– Muy bien -dijo Rusty. Tomó prestado el móvil de Julia. Esperaba que Linda estuviera en casa y no en la sala de interrogatorios de la comisaría, pero albergar esperanzas era lo único que podía hacer.
8
La llamada de Rusty fue necesariamente breve, duró menos de treinta segundos, lo suficiente para que ese horrible jueves diera un giro de ciento ochenta grados para Linda Everett y se convirtiera en un día radiante. Se sentó a la mesa de la cocina, se tapó la cara con las manos y lloró. Intentó hacerlo en silencio porque había cuatro niños arriba, no solo dos. Se había llevado a casa a los Appleton, de modo que ahora tenía a los A y a las J.
Alice y Aidan estaban alteradísimos -¿cómo no iban a estarlo, por Dios?-, pero la compañía de Jannie y Judy les había ayudado. Así como las dosis de Benadryl. A petición de las niñas, Linda había puesto los sacos de dormir en el suelo de la habitación, y ahora los cuatro dormían como troncos entre las camas; Judy y Aidan abrazados el uno al otro.
Mientras recuperaba el sosiego, alguien llamó a la puerta de la cocina. Al principio creyó que se trataba de la policía, aunque teniendo en cuenta el baño de sangre y el caos que imperaba en el centro del pueblo, no esperaba que fueran a verla tan pronto. Sin embargo, el golpeteo no fue en absoluto autoritativo.
Se dirigió hacia la puerta, pero se detuvo para coger un trapo de la encimera con el que secarse la cara. Al principio no reconoció al hombre que había ido a verla, en gran parte porque llevaba el pelo diferente. Ya no lo tenía recogido en una cola, sino que caía sobre los hombros de Thurston Marshall, enmarcando su cara; parecía una anciana lavandera que ha recibido malas noticias, noticias horribles, tras un largo y duro día de trabajo.
Linda abrió la puerta. Por un instante Thurse permaneció en la entrada.
– ¿Caro ha muerto? -preguntó con voz grave y áspera.
– Me temo que sí -respondió Linda, en voz baja, por miedo a despertar a los niños-. Lo siento mucho, señor Marshall.
Thurse permaneció inmóvil bajo el dintel. Entonces enredó los dedos en los rizos canosos que colgaban a ambos lados de su cara y empezó a balancearse hacia delante y hacia atrás. Linda no creía en los romances entre personas con mucha diferencia de edad; en ese aspecto estaba algo chapada a la antigua. Habría dado a Marshall y a Caro Sturges dos años como mucho, quizá solo seis meses (el tiempo que tardaran sus órganos sexuales en desfogarse) pero esa noche no cabía la menor duda en cuanto a los sentimientos de ese hombre. En cuanto a su pérdida.

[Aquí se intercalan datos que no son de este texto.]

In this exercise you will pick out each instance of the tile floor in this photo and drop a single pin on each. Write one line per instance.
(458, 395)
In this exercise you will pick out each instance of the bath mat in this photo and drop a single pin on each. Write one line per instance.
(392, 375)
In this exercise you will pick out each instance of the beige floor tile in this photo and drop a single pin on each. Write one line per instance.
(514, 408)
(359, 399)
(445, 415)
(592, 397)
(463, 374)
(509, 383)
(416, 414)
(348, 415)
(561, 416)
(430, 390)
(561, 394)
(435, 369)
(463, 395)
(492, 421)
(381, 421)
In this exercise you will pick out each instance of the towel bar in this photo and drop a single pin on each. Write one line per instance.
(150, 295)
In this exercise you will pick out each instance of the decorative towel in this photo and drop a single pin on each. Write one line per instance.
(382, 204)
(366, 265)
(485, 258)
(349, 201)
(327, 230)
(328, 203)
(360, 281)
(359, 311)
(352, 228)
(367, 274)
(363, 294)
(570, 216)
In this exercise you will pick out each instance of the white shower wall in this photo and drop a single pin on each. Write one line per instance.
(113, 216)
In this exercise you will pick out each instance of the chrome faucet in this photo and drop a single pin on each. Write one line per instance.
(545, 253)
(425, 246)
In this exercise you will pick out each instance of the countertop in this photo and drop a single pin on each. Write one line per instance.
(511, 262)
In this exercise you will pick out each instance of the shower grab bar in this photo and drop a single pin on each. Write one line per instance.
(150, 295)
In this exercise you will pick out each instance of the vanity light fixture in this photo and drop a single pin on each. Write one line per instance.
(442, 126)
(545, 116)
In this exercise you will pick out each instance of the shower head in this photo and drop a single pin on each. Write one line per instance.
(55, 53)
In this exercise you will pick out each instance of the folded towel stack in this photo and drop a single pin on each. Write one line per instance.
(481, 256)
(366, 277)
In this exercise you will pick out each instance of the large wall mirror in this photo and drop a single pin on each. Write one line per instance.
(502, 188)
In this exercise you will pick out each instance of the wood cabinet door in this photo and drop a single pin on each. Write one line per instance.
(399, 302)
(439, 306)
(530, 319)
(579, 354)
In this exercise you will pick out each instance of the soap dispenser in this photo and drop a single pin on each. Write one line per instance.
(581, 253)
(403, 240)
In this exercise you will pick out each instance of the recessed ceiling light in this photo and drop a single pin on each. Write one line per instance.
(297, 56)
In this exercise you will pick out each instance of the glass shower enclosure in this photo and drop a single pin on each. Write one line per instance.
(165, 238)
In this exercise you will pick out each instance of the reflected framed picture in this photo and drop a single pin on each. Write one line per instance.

– Entre -le dijo-. Pero no haga ruido, señor Marshall. Los niños están durmiendo. Los míos y los suyos.
9
Le dio un vaso de té hecho al sol; no estaba helado, ni siquiera un poco frío, pero era lo mejor que podía ofrecerle en esas circunstancias. Él se bebió la mitad, dejó el vaso, y se frotó los ojos con los puños, como un niño que sigue despierto mucho después de su hora de irse a la cama. Linda supo lo que era, un esfuerzo por mantener el control sobre sí mismo, y se sentó en silencio, a la espera.
Thurse respiró hondo, expulsó el aire, y metió la mano en el bolsillo de la vieja camisa azul que llevaba. Sacó una cinta de cuero y se ató el pelo. Linda lo consideró una buena señal.
– Cuénteme lo que ha ocurrido -le pidió Thurse-. Y cómo ha ocurrido.
– No lo he visto todo. Alguien me dio un golpetazo en la parte de atrás de la cabeza mientras intentaba apartar… a Caro… de en medio.
– Pero un policía le disparó, ¿no es cierto? Un policía de este maldito pueblo al que tanto le gustan los policías y las armas.
– Sí. -Linda estiró el brazo y le cogió la mano-. Alguien gritó «pistola». Y había una pistola. Era de Andrea Grinnell. Tal vez la llevó a la asamblea con la intención de matar a Rennie.
– ¿Cree que eso justifica lo que le ha sucedido a Caro?
– Cielos, no. Y lo que le ha sucedido a Andi ha sido un claro homicidio.
– Caro ha muerto intentando proteger a los niños, ¿verdad?
– Sí.
– Unos niños que ni siquiera eran suyos.
Linda no respondió.
– Aunque sí. Suyos y míos. Llamémoslo vicisitudes de guerra o vicisitudes de la Cúpula, pero eran nuestros, los niños que, de otro modo, nunca habríamos tenido. Y hasta que la Cúpula desaparezca, si es que eso llega a suceder, son míos.